Cells as liquid motors

Shape regulation through the competition of contractility and protrusion

Among the many mysteries of living cells, their ability to move and adapt their shape has attracted our attention as physicists. A combination of modelling and experiments explains two puzzling observations: first, that the cell adapts the level of force with which it pulls on its surroundings depending on how rigid they are, and second, that while a cell progresses in one direction by extending a protrusion, its internal skeleton of proteins actually flows in the other direction in what seems a counterproductive motion. This is called the retrograde flow. We show that both of these phenomena stem from the same paradoxical property of this internal skeleton of the cell, which is made of filaments of actin assembled into a network. In fact, because this assemblage is bound by short-lived connections, this network is actually a liquid that will slowly flow. This is puzzling with respect to common observations, since a liquid's shape is dictated by its environment, while cells actively deform their surroundings. However, actin is also bound with molecular motors, called myosin, which can drive this flow from the interior. We show that it is the interaction of this myosin-driven flow with the cell surroundings that defines the shape that the cell will take. This is done at the cost of continually spending energy even when the cell is globally immobile, but we show that this endows the cell with two crucial advantages: it is as fluid and versatile as a liquid, and therefore can accomplish many physiological roles, and it is as resilient as an elastic solid, that will respond instantaneously to mechanical challenges.

From actin and myosin collective dynamics to motor properties and mechanosensing

Animals have muscles to act on their environment. The molecules endowing them with this faculty are actin, that forms long filaments organised in a network, and myosins, which are molecular motors able to slide actin filaments relative to one another. These molecules are also present in nonmuscle cells, and are at the origin of single cells' ability to migrate through the body to fight infection or during embryo development for instance. However, besides the difference in size, the lack of a large-scale organisation of actin and myosin filaments within nonmuscle cells is strikingly different from the crystalline structure they assume in muscles.
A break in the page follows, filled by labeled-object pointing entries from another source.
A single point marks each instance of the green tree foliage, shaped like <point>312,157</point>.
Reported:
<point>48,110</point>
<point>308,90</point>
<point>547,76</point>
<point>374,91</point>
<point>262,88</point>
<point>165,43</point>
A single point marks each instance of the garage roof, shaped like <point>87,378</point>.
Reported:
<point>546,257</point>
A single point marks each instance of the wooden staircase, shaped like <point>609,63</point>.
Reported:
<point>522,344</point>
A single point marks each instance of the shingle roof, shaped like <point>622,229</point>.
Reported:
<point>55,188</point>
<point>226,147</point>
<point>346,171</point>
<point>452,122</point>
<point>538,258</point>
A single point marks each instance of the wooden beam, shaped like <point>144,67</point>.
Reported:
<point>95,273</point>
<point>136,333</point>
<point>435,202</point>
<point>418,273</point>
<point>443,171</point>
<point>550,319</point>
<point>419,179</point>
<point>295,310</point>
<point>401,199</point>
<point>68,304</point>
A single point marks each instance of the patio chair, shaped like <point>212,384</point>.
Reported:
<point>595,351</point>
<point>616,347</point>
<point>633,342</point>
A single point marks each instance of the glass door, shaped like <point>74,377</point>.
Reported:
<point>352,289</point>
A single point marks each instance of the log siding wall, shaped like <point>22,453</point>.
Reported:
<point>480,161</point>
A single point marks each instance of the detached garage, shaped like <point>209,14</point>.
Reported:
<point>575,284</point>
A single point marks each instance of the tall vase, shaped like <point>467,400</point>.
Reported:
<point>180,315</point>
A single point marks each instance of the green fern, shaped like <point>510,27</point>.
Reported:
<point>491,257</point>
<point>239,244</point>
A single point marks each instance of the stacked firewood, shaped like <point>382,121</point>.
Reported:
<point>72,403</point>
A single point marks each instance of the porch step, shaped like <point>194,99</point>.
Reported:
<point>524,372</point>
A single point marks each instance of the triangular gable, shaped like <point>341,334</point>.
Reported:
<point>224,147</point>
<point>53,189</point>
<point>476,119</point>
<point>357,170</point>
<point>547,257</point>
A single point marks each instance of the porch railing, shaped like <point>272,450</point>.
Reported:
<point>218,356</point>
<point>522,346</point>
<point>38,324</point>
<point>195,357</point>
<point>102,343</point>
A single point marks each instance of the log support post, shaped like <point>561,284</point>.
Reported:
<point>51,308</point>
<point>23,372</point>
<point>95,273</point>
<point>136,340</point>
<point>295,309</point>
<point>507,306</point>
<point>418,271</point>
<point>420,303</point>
We show that these puzzling properties arise from a common property of nonmuscle disordered actomyosin and crystalline muscle's one: in order to change shape (or shorten), cells (or muscles) need, of course, the myosin contraction, but also need to accomodate this contraction by some relaxation of the tension created: thus, myosin needs to unbind after pulling. This unbinding allows the actomyosin to flow according to its myosin driving, it is thus well described as a liquid mechanical system—albeit a liquid which is also a motor, since it drives itself to contraction and can pull on loads. This 'liquid motor' concept allows to decipher several puzzles: why the actomyosin flows backward when the cell edge moves forward, how a cell can assume different shapes when in contact with different surroundings while still being able to resist mechanical challenges. It allows also to benchmark the cell as we do for any motor: how much power does it develop for a given rate of fuel injection, and what is the friction that dissipates away the difference?

Shape regulation through the competition of contractility and protrusion

The energy budget of a living cell. Our model focuses on what happens if the same quantity of energy is being injected by myosin motors, but the environment of the cell is changed. We find that this is representative of our experiments.
The mechanical work rate is the quantity of energy per unit time (power) that the cell effectively employs in displacing an external load. It is zero if the force needed to move that load is zero, or if the force is such that the speed of the displacement that the cell achieves is zero (force F_max).
The rest of the mechanical power injected by myosins is dissipated by three different mechanisms. First, a friction-like dissipation : if cells contract fast (in the case of low opposing force), the material of the cell itself is dissipating energy in changing its own shape. In particular, myosin motors, after having pulled on actin, will take some time to detach from them and, in the mean time, resist further deformation : this is similar to the energy loss due to a rower not lifting his oar quickly enough. This phenomenon is also what limits the speed of muscle contraction in the model by Huxley.
Second, an internal creep is responsible for losses especially when the force is so large that the cell cannot move the load. In that case, myosin motors tense the actin network without achieving any displacement (like the rowers stuck against the tree bend their oar in vain) and will eventually detach from actin without having performed any useful work: when detaching, the tension they have accumulated is lost, just as if the bent oar is lifted out of water and vibrates away all its elastic energy. Again, this is something which is also present in whole muscle dynamics.
Finally, cells regulate their size by the dynamic balance between contracting thanks to myosin and extending thanks to actin polymerisation. These competing phenomena both use energy, and myosins provide work that counterbalances the protrusive effect of polymerisation.
In the end, the efficiency of nonmuscle cells is not very high, with 0.5 fW of useful power for more than 10 fW of mechanical energy injected. However, these 10 fW represent only 1/1000 of the total cell metabolism: this is why evolution will have selected this costly but versatile liquid-motor system.